Extending Existing Visualizations

A popular visualization from the ParaGraph visualization tool [10] is the Kiviat diagram [19]. The traditional form of this two-dimensional display has several spokes extending from a center point whose lengths change as time passes. A spoke corresponds to a single member of an object set over which a scalar parameter (or a set of parameters) is being measured. As it has been applied in ParaGraph, a spoke represents a processor in a parallel computer, and the measured quantity is the percentage of computation (i.e., utilization) for that processor. Then, when the ends of adjacent spokes are connected, triangular regions result. If the quantity being represented by the length of the spokes is, say, computation, then processor utilization would be "good" when the spokes are longest. (Spoke-length is typically mapped onto the interval [0,1]. Thus, with a large number of spokes at maximum length, the Kiviat diagram approximates a unit circle, which is sometimes used as a backdrop.) Figure 9 contains an example of a Kiviat diagram from ParaGraph.

Figure 9. ParaGraph uses a Kiviat diagram visualization to show processor utilization.

Given the concept of a Kiviat diagram, one can easily represent such a structure within the positions and connections of the Data Explorer data model. The minimal amount of information necessary to create the visualization is a time series of data. Each time step contains a scalar value for each processor in the system. It was mentioned above that triangular regions result when the end-points of adjacent spokes are connected with one another. Thus, a Kiviat diagram can be decomposed into a set of triangles. In Data Explorer, a triangle is represented as three points and three connections.
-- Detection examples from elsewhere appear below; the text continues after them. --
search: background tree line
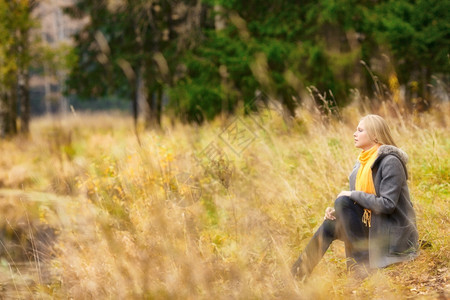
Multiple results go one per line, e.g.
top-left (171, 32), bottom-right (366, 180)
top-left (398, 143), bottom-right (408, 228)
top-left (0, 0), bottom-right (450, 132)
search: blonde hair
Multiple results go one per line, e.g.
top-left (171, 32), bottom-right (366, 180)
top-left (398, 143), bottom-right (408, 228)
top-left (361, 115), bottom-right (397, 147)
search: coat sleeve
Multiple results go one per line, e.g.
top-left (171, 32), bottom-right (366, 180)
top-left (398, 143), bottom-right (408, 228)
top-left (350, 155), bottom-right (406, 214)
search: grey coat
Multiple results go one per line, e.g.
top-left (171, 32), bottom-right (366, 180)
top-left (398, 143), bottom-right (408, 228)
top-left (349, 145), bottom-right (419, 268)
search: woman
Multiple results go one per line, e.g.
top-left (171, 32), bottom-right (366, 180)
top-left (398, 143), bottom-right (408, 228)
top-left (292, 115), bottom-right (418, 278)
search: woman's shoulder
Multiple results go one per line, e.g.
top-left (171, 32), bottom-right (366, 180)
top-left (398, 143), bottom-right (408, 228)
top-left (378, 145), bottom-right (409, 165)
top-left (373, 145), bottom-right (408, 178)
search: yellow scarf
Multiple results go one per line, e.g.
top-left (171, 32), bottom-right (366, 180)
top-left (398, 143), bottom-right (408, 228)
top-left (355, 144), bottom-right (381, 227)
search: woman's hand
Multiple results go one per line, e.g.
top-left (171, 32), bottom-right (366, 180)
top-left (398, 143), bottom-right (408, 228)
top-left (323, 207), bottom-right (336, 220)
top-left (337, 191), bottom-right (352, 198)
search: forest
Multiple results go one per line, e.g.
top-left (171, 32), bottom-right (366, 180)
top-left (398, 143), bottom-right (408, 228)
top-left (0, 0), bottom-right (450, 299)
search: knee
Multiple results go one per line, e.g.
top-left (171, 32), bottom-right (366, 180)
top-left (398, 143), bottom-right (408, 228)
top-left (334, 196), bottom-right (353, 210)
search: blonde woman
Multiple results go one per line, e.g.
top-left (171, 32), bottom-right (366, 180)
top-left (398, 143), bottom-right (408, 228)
top-left (292, 115), bottom-right (418, 278)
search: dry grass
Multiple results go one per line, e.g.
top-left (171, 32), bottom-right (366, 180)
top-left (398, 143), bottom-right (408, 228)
top-left (0, 103), bottom-right (450, 299)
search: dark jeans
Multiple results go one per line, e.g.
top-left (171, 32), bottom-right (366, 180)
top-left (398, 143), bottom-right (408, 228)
top-left (292, 196), bottom-right (369, 276)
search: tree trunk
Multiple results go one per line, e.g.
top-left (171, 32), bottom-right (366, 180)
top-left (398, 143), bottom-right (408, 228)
top-left (146, 84), bottom-right (162, 128)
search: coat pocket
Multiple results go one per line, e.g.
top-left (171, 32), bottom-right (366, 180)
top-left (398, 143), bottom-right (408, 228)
top-left (389, 225), bottom-right (417, 256)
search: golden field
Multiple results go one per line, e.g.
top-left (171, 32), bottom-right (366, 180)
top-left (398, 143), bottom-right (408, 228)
top-left (0, 103), bottom-right (450, 299)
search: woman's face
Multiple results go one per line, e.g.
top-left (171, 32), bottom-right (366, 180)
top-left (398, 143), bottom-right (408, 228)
top-left (353, 121), bottom-right (375, 150)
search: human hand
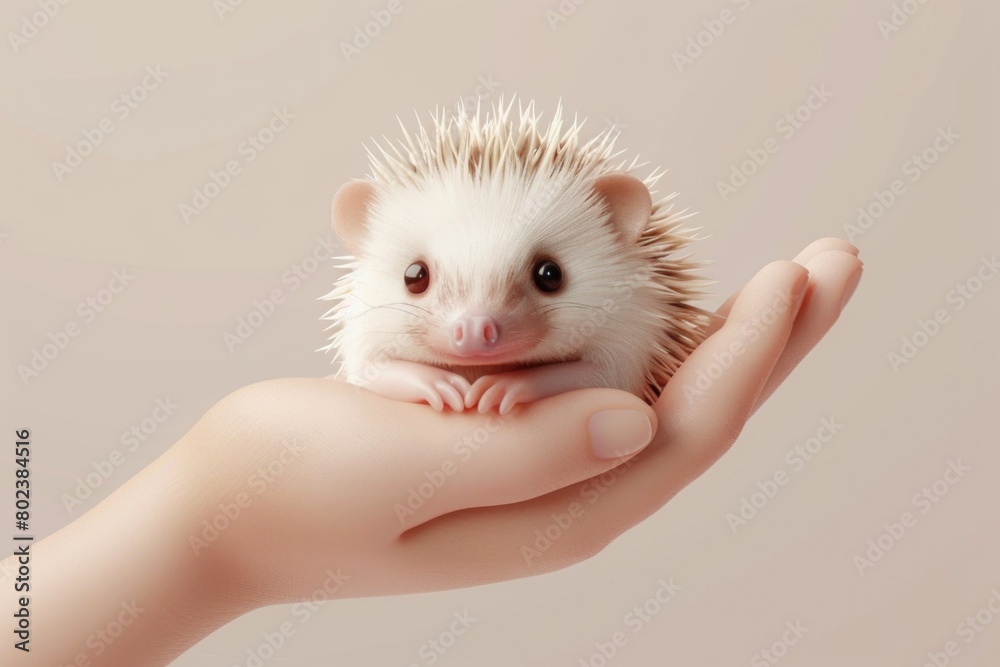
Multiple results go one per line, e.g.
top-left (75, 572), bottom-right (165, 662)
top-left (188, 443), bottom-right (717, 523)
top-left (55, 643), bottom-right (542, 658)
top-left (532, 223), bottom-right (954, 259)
top-left (189, 239), bottom-right (861, 607)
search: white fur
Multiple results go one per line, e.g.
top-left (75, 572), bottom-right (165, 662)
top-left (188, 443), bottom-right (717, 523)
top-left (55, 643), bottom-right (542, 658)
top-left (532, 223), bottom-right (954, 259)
top-left (326, 102), bottom-right (703, 398)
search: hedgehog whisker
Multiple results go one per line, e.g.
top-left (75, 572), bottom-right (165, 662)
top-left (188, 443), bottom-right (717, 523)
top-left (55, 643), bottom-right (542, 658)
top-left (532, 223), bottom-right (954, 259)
top-left (348, 294), bottom-right (432, 317)
top-left (539, 301), bottom-right (600, 313)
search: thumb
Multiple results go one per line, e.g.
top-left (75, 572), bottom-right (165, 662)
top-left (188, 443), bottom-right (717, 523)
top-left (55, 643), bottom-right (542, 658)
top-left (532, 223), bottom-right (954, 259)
top-left (401, 389), bottom-right (657, 528)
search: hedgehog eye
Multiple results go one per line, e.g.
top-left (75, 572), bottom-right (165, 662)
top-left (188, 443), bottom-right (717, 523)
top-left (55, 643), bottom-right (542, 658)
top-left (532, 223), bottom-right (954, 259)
top-left (532, 259), bottom-right (562, 292)
top-left (403, 262), bottom-right (431, 294)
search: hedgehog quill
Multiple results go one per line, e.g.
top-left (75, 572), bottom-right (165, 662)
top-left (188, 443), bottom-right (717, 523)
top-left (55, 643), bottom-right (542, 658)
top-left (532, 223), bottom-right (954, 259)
top-left (323, 99), bottom-right (710, 414)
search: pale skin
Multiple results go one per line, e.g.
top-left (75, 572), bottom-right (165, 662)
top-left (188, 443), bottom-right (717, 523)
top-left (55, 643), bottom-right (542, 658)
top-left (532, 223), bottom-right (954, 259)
top-left (0, 239), bottom-right (862, 667)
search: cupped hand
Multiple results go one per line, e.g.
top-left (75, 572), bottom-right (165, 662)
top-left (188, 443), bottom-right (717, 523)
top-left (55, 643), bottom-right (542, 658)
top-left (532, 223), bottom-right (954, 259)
top-left (191, 239), bottom-right (862, 607)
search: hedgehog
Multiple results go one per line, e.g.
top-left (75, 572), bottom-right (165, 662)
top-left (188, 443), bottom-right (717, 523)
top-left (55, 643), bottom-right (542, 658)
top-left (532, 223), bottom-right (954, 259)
top-left (321, 97), bottom-right (709, 415)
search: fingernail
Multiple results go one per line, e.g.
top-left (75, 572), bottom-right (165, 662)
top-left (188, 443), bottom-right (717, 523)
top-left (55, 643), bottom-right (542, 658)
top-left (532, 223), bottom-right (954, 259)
top-left (587, 410), bottom-right (653, 459)
top-left (840, 269), bottom-right (864, 311)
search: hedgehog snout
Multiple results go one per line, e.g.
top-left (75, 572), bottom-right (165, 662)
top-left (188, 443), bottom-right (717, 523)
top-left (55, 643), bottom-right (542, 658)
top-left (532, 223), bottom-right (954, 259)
top-left (451, 313), bottom-right (500, 354)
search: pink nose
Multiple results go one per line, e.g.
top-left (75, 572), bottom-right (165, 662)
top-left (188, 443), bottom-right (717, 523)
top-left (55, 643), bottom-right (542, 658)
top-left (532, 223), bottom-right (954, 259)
top-left (451, 314), bottom-right (500, 354)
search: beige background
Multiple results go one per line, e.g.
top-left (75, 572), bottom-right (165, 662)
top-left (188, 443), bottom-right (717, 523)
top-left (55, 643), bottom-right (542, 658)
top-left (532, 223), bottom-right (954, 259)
top-left (0, 0), bottom-right (1000, 667)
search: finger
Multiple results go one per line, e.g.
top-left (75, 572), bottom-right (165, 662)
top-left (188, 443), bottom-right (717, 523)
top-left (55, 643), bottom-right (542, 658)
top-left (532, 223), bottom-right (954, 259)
top-left (754, 246), bottom-right (864, 411)
top-left (447, 373), bottom-right (472, 400)
top-left (394, 261), bottom-right (808, 585)
top-left (792, 236), bottom-right (858, 266)
top-left (500, 388), bottom-right (517, 415)
top-left (434, 380), bottom-right (465, 412)
top-left (465, 375), bottom-right (495, 412)
top-left (655, 261), bottom-right (809, 470)
top-left (715, 236), bottom-right (858, 317)
top-left (383, 389), bottom-right (656, 532)
top-left (420, 386), bottom-right (444, 412)
top-left (479, 383), bottom-right (504, 414)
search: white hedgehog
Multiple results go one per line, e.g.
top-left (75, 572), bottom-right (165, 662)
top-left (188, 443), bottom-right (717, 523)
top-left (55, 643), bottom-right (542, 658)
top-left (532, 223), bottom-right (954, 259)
top-left (323, 100), bottom-right (708, 414)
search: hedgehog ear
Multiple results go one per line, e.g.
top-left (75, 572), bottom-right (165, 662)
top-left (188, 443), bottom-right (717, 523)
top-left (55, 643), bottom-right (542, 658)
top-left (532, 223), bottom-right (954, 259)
top-left (594, 173), bottom-right (653, 246)
top-left (333, 181), bottom-right (375, 257)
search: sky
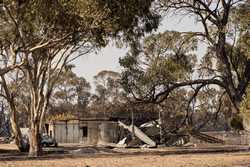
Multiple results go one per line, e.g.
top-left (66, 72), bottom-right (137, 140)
top-left (73, 15), bottom-right (205, 86)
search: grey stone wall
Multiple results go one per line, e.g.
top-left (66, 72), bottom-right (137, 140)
top-left (49, 120), bottom-right (119, 145)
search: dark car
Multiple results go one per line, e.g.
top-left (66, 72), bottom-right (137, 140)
top-left (41, 135), bottom-right (58, 147)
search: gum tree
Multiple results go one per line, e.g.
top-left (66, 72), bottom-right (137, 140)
top-left (0, 0), bottom-right (158, 156)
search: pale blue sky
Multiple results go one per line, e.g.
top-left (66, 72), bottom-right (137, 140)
top-left (73, 16), bottom-right (204, 86)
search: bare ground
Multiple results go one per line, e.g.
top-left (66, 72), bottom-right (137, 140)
top-left (0, 146), bottom-right (250, 167)
top-left (0, 153), bottom-right (250, 167)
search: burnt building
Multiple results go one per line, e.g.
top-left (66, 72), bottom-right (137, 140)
top-left (48, 118), bottom-right (120, 145)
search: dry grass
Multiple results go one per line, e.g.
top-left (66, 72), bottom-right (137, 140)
top-left (0, 145), bottom-right (250, 167)
top-left (0, 153), bottom-right (250, 167)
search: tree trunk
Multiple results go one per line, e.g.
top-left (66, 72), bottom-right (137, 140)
top-left (29, 120), bottom-right (42, 157)
top-left (10, 111), bottom-right (29, 152)
top-left (1, 75), bottom-right (29, 152)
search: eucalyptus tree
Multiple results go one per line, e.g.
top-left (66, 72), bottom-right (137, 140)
top-left (120, 0), bottom-right (250, 128)
top-left (0, 0), bottom-right (158, 156)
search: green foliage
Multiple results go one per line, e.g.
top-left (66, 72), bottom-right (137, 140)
top-left (120, 31), bottom-right (197, 97)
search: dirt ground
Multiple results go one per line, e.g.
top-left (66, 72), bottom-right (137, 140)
top-left (0, 153), bottom-right (250, 167)
top-left (0, 145), bottom-right (250, 167)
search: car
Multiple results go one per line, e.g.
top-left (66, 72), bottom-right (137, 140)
top-left (41, 135), bottom-right (58, 147)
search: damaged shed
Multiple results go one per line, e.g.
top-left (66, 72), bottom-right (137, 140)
top-left (48, 118), bottom-right (119, 145)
All triangles in a Kiviat diagram have the center point in common, and adjacent triangles share the end-point of a common spoke. If there are n processors in the system, then for each time step in the animation, n+1 positions must be specified, followed by a list of connections, which is given by referencing the positions list. In essence, the representation is similar to a "connect-the-dots" puzzle.

Conceptually, a Kiviat diagram is easily represented within the Data Explorer data model, and the DX program necessary to render the data is only slightly more complicated than the examples discussed earlier (Figure 3). Thus, in roughly half a day, a fully animated Kiviat diagram prototype was developed from a raw trace file. Figure 10 shows a single frame of the animated visualization.

Animation (55K)

Figure 10. The traditional two-dimensional Kiviat diagram is easily implemented using data visualization software.

The ability to go from visualization concept to visualization prototype in just a few hours opens up entirely new possibilities for visualization developers and evaluators. However, implementing a two-dimensional visualization within an advanced visualization environment doesn't offer any additional insight to the performance data. Thus, as was suggested in Chapter VI, the next step is to see how the standard Kiviat diagram can be extended to take advantage of some of the graphical capabilities present in the data visualization software.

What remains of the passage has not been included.